No doubt you’ve seen the story circulating where a young wrestler, Andrew Johnson, was forced to cut his dreadlocks (which were short, tidy, and tucked, by the way) in order to compete in a wrestling tournament.
The mother of a New Jersey high school wrestler said she was devastated when a referee with an allegedly racist past forced her son to get his dreadlocks hacked off to compete in a match.
“Hardest thing I’ve ever seen,” wrote Rose Santiago-Johnson, the mother of Buena Regional HS junior Andrew Johnson, on Facebook. “He is good now … but that was brutal emotionally and physically.” – New York Post Article
Today, I am not focusing on the referee, because he is obviously racially motivated to chop that child’s hair. I’m focusing on the other white people in the room, the white woman who cut his hair, and the white people who failed to ally around this child.

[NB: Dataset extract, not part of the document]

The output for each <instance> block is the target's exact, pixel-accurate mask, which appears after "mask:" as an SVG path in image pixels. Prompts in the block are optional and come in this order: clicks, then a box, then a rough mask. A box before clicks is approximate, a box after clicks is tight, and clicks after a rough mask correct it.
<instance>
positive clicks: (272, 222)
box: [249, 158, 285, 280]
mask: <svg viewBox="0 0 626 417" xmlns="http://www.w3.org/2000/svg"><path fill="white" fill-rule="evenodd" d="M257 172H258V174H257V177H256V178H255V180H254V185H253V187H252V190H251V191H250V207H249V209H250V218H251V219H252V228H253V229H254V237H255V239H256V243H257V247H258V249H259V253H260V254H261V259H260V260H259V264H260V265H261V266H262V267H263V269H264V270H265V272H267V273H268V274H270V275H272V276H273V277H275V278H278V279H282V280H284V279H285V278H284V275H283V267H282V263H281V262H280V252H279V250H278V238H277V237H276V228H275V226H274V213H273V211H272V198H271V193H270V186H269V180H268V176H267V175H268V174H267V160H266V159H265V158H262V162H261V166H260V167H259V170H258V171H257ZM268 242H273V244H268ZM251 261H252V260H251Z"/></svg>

- No one realized how racist this was and stopped it. Not the coach, not a trainer, not another parent. This revealed ignorance and lack of understanding that you just, simply, should never do this. And no one thought about how damaging and horrible it was.
- A white woman chopped his hair. I don’t care if the white woman is his mother, his aunt, his best friend. White women love to complain about inequality, injustice, sexism. We know how it feels to have others in power push their will, their ideals, their beauty standard upon us. We are forced to do things we don’t want to do. We are pressured ourselves to conform. Now, don’t misunderstand me. I don’t want white women to think for a minute I am equating our suffering to that of black America. But we like to cry foul as if we have suffered as much, but we will scalp a black child without batting an eye to the irony. This white woman defines the ignorance of our demographic.
- This child was alone. In a room full of adults, every white person in this room told him that he didn’t belong. It hadn’t a thing to do with hair. A referee looked at that child and wanted to inflict something terrible, and everyone went along with the racist charade. This child was told his hair, his very person, was not good enough, and rather than warning him, they forced him to cut his hair in front of everyone else. Everyone took a white man’s word over his. Everyone took the white man’s rule over this black child. There is no reason his dreads needed to be cut. It’s a high school wrestling tournament. Something that was supposed to be athletic and a highlight for this child turned into a racist spectacle and a way for a power hungry white man to inflict his will and law upon children.
Every white person in the room, everyone in the school system, is to blame for the environment that led to this. This child has no allies in this school. No one thought for a moment how fundamentally wrong it was to take away this child’s hair, his identity, and who he is.
The referee? He is just a part of the racist machine that was in motion in that room.